Mechanogenerated Acids

机械产生的酸

• 批准号: 1300313
• 负责人: Jeffrey Moore
• 金额: $ 46.5万
• 依托单位: University of Illinois at Urbana-Champaign
• 依托单位国家: 美国
• 项目类别: Standard Grant
• 财政年份: 2013
• 资助国家: 美国
• 起止时间: 2013-10-01 至 2016-09-30
• 项目状态: 已结题
• 来源: https://www.nsf.gov/awardsearch/showAward?AWD_ID=1300313&HistoricalAwards=false
• 关键词: Mechanogenerated; Acids

In this project funded by the Macromolecular, Supramolecular and Nanochemistry Program of the Chemistry Division, Jeffrey S. Moore of the University of Illinois at Urbana-Champaign will develop new force-sensitive molecules (mechanophores) that, under mechanical stress, undergo a series of chemical reactions to produce acid. The research has three complementary components. In the first part, the research will focus on the design and study of cascade reactions, where a mechanochemical reaction leads to a high energy intermediate, which will undergo one or several reactions, eventually producing acid. In the second part, the acid production will be validated by developing analytical methods to study the acid production and the physical and chemical changes in the polymer structure concurrently. Finally, by combining selective mechanochemical acid-generation to acid-catalyzed bond formation, autonomous self-reinforcing materials will be developed. The broader impacts involve training undergraduate and graduate students, postdoctoral researchers, the development of mechanically adaptable polymers and composites with fundamental implications in self-healing applications. The extended service life of components made from these smart materials will contribute to reducing waste generation.Plastics and composites are ubiquitous in our lives, being the materials of choice for small applications such as cell-phone screens to large ones such as airplane hulls. These materials have a limited lifetime, which can be reduced under mechanical stresses. This research seeks to improve the lifespan of these materials by developing a self-healing system which harnesses the mechanical stress these materials support to reinforce or heal the material. The specific focus is to find a robust way to produce acid under mechanical stress and use this acid for constructive chemistry. Through development of these new processes, this research will lead to the development of intelligent materials with the ability to self-reinforce or even self-heal when under mechanical fatigue.

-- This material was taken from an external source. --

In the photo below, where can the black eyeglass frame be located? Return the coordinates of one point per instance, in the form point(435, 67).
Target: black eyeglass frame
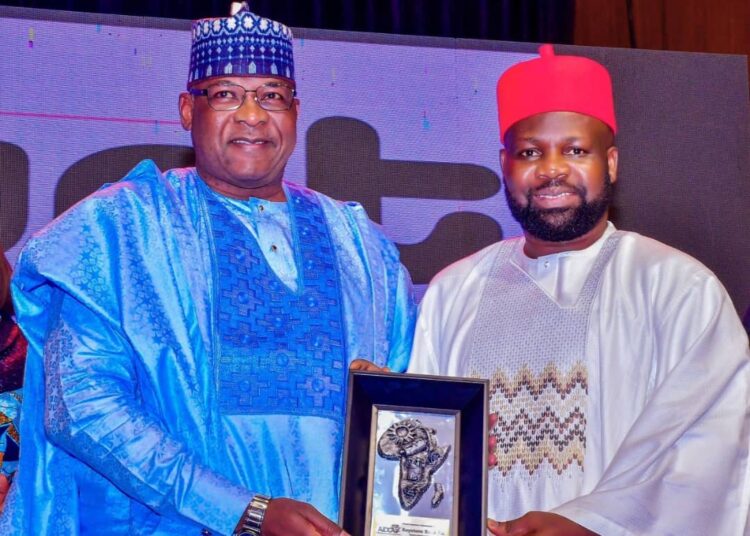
point(204, 93)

在这个由化学系大分子、超分子和纳米化学项目资助的项目中，伊利诺伊大学香槟分校的杰弗里·S·摩尔将开发新的力敏感分子(机械团)，这些分子在机械压力下会发生一系列化学反应来产酸。这项研究有三个互补的组成部分。在第一部分，研究将集中于级联反应的设计和研究，在级联反应中，机械力化学反应导致高能中间体，该中间体将经历一个或几个反应，最终产生酸。在第二部分中，将通过开发分析方法来验证产酸，以同时研究产酸和聚合物结构中的物理和化学变化。最后，通过将选择性机械力化学酸生成与酸催化成键相结合，将开发出自主自增强材料。更广泛的影响包括培训本科生和研究生、博士后研究人员、开发具有机械适应性的聚合物和复合材料，这些聚合物和复合材料在自我修复应用中具有基本意义。由这些智能材料制成的部件的使用寿命延长将有助于减少废物的产生。塑料和复合材料在我们的生活中无处不在，是手机屏幕等小型应用和飞机外壳等大型应用的首选材料。这些材料的寿命有限，在机械应力作用下可以缩短寿命。这项研究旨在通过开发一种自我修复系统来提高这些材料的寿命，该系统利用这些材料所支持的机械应力来增强或修复材料。具体的重点是找到一种在机械应力下产酸的可靠方法，并将这种酸用于建设性化学。通过这些新工艺的开发，这项研究将引领智能材料的发展，使其在机械疲劳时具有自我增强甚至自我修复的能力。